Who is this guide for?
Welcome to Estuary’s guide to change data capture in PostgreSQL!
This resource is designed to support a wide range of data-focused and data-adjacent professionals who meet two simple requirements:
- You’re part of an organization that uses the relational database PostgreSQL, or intends to migrate to it.
- You’re aware of the industry buzz around change data capture (CDC) and want to learn more.
Business leaders: you need a no-nonsense foundation to make decisions. We cover the essentials of Postgres and CDC, plus the pros and cons of different approaches.
Engineers and database managers: you intimately know the systems you work with, but figuring out the best changes to make can be time-consuming. Here you’ll find a succinct intro to a range of Postgres CDC methodologies.

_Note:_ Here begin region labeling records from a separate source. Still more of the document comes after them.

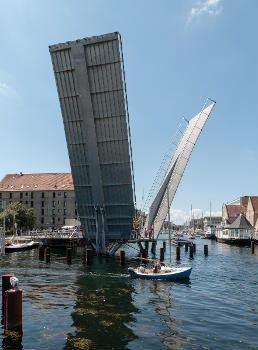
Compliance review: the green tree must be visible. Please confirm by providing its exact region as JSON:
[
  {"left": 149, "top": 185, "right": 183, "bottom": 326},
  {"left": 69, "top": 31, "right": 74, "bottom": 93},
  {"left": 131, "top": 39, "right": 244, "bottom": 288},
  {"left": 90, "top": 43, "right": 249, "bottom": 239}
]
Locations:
[{"left": 0, "top": 202, "right": 37, "bottom": 230}]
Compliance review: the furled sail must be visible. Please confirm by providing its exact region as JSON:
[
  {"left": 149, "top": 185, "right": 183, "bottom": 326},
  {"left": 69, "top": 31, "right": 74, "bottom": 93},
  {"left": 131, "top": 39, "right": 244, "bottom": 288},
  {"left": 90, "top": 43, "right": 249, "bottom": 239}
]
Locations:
[{"left": 145, "top": 100, "right": 216, "bottom": 239}]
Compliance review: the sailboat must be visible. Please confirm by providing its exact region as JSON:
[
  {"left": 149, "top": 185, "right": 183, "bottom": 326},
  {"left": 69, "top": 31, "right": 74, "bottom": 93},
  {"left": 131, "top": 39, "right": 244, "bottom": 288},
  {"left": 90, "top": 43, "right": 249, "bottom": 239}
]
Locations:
[
  {"left": 128, "top": 99, "right": 216, "bottom": 279},
  {"left": 128, "top": 190, "right": 192, "bottom": 280}
]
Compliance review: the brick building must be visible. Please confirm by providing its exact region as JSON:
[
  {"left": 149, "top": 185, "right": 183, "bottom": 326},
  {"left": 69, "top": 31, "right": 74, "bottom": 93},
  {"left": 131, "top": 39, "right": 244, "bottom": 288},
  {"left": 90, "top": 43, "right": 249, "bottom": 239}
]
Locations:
[{"left": 0, "top": 173, "right": 78, "bottom": 229}]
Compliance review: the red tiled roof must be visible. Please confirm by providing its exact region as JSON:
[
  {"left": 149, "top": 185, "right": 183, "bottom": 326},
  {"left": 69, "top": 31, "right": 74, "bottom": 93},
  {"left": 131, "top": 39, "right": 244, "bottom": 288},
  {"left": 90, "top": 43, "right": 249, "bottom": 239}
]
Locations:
[
  {"left": 226, "top": 204, "right": 246, "bottom": 218},
  {"left": 250, "top": 197, "right": 258, "bottom": 213},
  {"left": 0, "top": 173, "right": 74, "bottom": 192}
]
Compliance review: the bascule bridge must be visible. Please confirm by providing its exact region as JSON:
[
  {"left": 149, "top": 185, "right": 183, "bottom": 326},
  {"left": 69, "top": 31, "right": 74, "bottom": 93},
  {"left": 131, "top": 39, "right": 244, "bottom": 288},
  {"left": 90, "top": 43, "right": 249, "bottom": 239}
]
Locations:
[{"left": 49, "top": 32, "right": 215, "bottom": 253}]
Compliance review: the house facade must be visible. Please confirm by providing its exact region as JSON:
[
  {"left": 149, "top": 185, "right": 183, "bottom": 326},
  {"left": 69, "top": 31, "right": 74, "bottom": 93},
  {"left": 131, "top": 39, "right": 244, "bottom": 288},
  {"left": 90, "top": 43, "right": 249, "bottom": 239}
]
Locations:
[{"left": 0, "top": 173, "right": 78, "bottom": 229}]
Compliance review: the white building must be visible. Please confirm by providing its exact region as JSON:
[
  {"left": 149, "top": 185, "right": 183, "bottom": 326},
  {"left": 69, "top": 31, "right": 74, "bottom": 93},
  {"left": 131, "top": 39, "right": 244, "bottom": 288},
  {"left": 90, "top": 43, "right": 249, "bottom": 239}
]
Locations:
[{"left": 216, "top": 214, "right": 254, "bottom": 244}]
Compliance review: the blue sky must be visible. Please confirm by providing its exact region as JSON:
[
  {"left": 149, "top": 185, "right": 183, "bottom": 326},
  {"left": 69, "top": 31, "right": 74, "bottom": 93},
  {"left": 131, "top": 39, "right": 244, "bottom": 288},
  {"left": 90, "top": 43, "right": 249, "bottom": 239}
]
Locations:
[{"left": 0, "top": 0, "right": 258, "bottom": 222}]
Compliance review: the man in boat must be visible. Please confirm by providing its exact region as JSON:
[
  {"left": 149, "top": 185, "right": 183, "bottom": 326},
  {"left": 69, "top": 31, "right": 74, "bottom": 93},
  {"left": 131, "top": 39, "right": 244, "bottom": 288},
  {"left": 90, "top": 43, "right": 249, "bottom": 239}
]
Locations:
[
  {"left": 139, "top": 264, "right": 145, "bottom": 273},
  {"left": 152, "top": 261, "right": 161, "bottom": 273},
  {"left": 149, "top": 227, "right": 153, "bottom": 239}
]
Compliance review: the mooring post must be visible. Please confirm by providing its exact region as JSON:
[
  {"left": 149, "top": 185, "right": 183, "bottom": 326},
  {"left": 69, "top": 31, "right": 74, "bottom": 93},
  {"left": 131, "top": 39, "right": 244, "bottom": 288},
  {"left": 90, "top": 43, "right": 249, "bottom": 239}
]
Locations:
[
  {"left": 189, "top": 245, "right": 194, "bottom": 259},
  {"left": 151, "top": 242, "right": 156, "bottom": 254},
  {"left": 2, "top": 274, "right": 14, "bottom": 313},
  {"left": 66, "top": 248, "right": 72, "bottom": 264},
  {"left": 159, "top": 247, "right": 164, "bottom": 261},
  {"left": 39, "top": 245, "right": 45, "bottom": 260},
  {"left": 4, "top": 289, "right": 22, "bottom": 331},
  {"left": 120, "top": 250, "right": 125, "bottom": 266},
  {"left": 176, "top": 245, "right": 180, "bottom": 260},
  {"left": 142, "top": 249, "right": 148, "bottom": 259},
  {"left": 251, "top": 241, "right": 254, "bottom": 254},
  {"left": 86, "top": 249, "right": 93, "bottom": 264},
  {"left": 45, "top": 247, "right": 50, "bottom": 263}
]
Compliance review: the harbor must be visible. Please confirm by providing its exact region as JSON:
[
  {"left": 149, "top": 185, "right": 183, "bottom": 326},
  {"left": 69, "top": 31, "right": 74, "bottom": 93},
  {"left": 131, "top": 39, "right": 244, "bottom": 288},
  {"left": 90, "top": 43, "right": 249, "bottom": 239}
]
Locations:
[
  {"left": 0, "top": 235, "right": 258, "bottom": 350},
  {"left": 0, "top": 0, "right": 258, "bottom": 350}
]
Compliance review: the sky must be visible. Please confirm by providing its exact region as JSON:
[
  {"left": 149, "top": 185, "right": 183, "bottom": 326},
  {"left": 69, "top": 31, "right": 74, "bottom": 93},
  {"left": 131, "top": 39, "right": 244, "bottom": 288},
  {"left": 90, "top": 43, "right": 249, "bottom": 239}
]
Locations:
[{"left": 0, "top": 0, "right": 258, "bottom": 223}]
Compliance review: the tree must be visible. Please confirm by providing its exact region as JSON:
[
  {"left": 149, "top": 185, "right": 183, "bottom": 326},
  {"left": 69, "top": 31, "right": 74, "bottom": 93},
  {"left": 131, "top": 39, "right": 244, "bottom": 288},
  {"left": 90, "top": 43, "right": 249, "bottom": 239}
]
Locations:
[{"left": 0, "top": 202, "right": 37, "bottom": 230}]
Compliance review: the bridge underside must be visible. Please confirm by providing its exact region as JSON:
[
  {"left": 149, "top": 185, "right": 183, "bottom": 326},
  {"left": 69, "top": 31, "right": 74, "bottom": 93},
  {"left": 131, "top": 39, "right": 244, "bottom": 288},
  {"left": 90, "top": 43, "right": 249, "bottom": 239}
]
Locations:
[{"left": 49, "top": 33, "right": 134, "bottom": 252}]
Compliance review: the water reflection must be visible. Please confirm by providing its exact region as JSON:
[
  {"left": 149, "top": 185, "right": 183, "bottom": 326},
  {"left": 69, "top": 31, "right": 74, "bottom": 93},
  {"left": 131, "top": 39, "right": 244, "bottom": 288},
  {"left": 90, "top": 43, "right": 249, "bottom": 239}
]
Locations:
[
  {"left": 64, "top": 258, "right": 138, "bottom": 350},
  {"left": 2, "top": 331, "right": 23, "bottom": 350}
]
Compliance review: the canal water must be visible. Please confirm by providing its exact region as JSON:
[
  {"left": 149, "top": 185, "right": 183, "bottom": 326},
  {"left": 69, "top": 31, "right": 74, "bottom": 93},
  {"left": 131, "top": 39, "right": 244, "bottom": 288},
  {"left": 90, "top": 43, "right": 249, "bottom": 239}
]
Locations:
[{"left": 0, "top": 236, "right": 258, "bottom": 350}]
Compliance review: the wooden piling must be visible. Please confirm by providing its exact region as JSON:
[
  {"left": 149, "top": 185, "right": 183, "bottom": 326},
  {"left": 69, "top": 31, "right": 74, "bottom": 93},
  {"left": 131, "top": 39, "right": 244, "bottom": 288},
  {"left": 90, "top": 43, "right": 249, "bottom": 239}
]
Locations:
[
  {"left": 86, "top": 249, "right": 93, "bottom": 264},
  {"left": 120, "top": 250, "right": 125, "bottom": 266},
  {"left": 151, "top": 242, "right": 156, "bottom": 254},
  {"left": 189, "top": 245, "right": 194, "bottom": 259},
  {"left": 159, "top": 247, "right": 164, "bottom": 261},
  {"left": 2, "top": 274, "right": 14, "bottom": 312},
  {"left": 4, "top": 289, "right": 22, "bottom": 331},
  {"left": 39, "top": 245, "right": 45, "bottom": 260},
  {"left": 176, "top": 245, "right": 180, "bottom": 260},
  {"left": 251, "top": 241, "right": 254, "bottom": 254},
  {"left": 142, "top": 249, "right": 148, "bottom": 259},
  {"left": 66, "top": 248, "right": 72, "bottom": 264},
  {"left": 45, "top": 247, "right": 50, "bottom": 263}
]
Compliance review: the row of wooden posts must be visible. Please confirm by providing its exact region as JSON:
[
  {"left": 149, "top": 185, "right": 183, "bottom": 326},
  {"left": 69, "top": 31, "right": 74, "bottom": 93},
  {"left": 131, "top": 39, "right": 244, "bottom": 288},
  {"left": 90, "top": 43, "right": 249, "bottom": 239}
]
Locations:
[
  {"left": 39, "top": 246, "right": 93, "bottom": 264},
  {"left": 2, "top": 241, "right": 254, "bottom": 332}
]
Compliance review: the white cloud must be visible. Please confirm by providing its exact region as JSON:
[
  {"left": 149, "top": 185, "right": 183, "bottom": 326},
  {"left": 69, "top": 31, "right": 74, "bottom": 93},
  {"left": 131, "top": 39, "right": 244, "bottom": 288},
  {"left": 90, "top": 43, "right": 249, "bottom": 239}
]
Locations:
[
  {"left": 0, "top": 81, "right": 17, "bottom": 97},
  {"left": 187, "top": 0, "right": 222, "bottom": 23}
]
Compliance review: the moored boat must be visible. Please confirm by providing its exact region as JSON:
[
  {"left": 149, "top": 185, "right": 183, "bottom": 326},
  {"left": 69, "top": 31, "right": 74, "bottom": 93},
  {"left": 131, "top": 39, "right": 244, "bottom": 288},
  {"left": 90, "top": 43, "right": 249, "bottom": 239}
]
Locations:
[
  {"left": 5, "top": 241, "right": 39, "bottom": 253},
  {"left": 171, "top": 238, "right": 193, "bottom": 246},
  {"left": 128, "top": 267, "right": 192, "bottom": 280}
]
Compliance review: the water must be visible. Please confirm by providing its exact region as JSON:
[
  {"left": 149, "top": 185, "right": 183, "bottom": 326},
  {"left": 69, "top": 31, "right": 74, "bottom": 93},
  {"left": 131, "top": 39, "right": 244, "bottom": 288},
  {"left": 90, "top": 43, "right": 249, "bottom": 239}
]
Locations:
[{"left": 0, "top": 237, "right": 258, "bottom": 350}]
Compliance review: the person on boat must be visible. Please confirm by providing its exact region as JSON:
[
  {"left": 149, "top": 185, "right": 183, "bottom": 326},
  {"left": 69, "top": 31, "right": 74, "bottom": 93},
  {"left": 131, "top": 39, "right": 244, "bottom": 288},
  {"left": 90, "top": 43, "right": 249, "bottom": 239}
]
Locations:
[
  {"left": 153, "top": 261, "right": 161, "bottom": 273},
  {"left": 139, "top": 264, "right": 145, "bottom": 273},
  {"left": 149, "top": 227, "right": 153, "bottom": 239}
]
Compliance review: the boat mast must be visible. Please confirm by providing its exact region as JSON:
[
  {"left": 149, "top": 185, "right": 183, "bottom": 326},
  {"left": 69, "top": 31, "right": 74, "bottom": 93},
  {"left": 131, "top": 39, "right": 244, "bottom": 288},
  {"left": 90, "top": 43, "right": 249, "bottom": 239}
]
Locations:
[{"left": 167, "top": 187, "right": 172, "bottom": 266}]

Implementing a new data architecture or strategy requires understanding and buy-in from a variety of teams that may not work together day-to-day. Having a common starting point can make the collaborative process easier. That’s what this guide is for.
Who is Estuary?
Estuary is the company behind Flow, a next-generation DataOps platform that offers real-time, scalable, flexible data integration capabilities. That includes real-time CDC for Postgres, plus much more. Our team has decades of combined experience in data engineering. And we understand the roadblocks data-driven companies face because we’ve lived them.
While we’re excited to discuss Flow’s CDC capabilities, that’s not the point of this guide. Instead, we aim to provide a holistic overview of Postgres CDC and give you the tools to make the right choice for your unique use case.
(PS – we have a similar guide to MySQL you can find here.)
Let’s get started.
- PostgreSQL: an Introduction
- Why Change Data Capture for PostgreSQL?
- PostgreSQL Change Data Capture Methods
- Estuary Flow for Real-Time PostgreSQL CDC
- Additional Resources
PostgreSQL: an Introduction
PostgreSQL, also known as Postgres, is a popular open-source object-relational database. It’s completely free, but it’s also an extremely stable enterprise-class system backed by over 25 years of open-source development.
Other popular relational databases include Oracle, MySQL, SQLServer, and DB2. So why use Postgres specifically? Here are a few reasons.
- As mentioned above, it’s free — no matter what you choose to do with it.
- Postgres is known for being extensible and adaptable. It’s open-source, allowing developers to easily integrate it into new projects. It also uses standard SQL, which means it’s less likely to have conflicts with other systems. Plus, it supports user-defined data types.
- It’s highly fault-tolerant, secure, and ACID compliant, meaning transactions are guaranteed to be valid in the face of errors and downtime.
- It goes beyond standard SQL capabilities. Queries in both SQL and JSON are supported, as well as a wide variety of data types, even within the same table.
- Postgres is well-suited for CDC workflows.
One of Postgres’s most popular implementations is as the primary transactional database for an enterprise. That is, it acts as the quick, robust system of record that powers products and applications, and tracks user information.
For example, consider an online store. Postgres would be used to store customer data, track inventory, and process sales. It’s well-suited to these workflows because it’s a row-based relational database.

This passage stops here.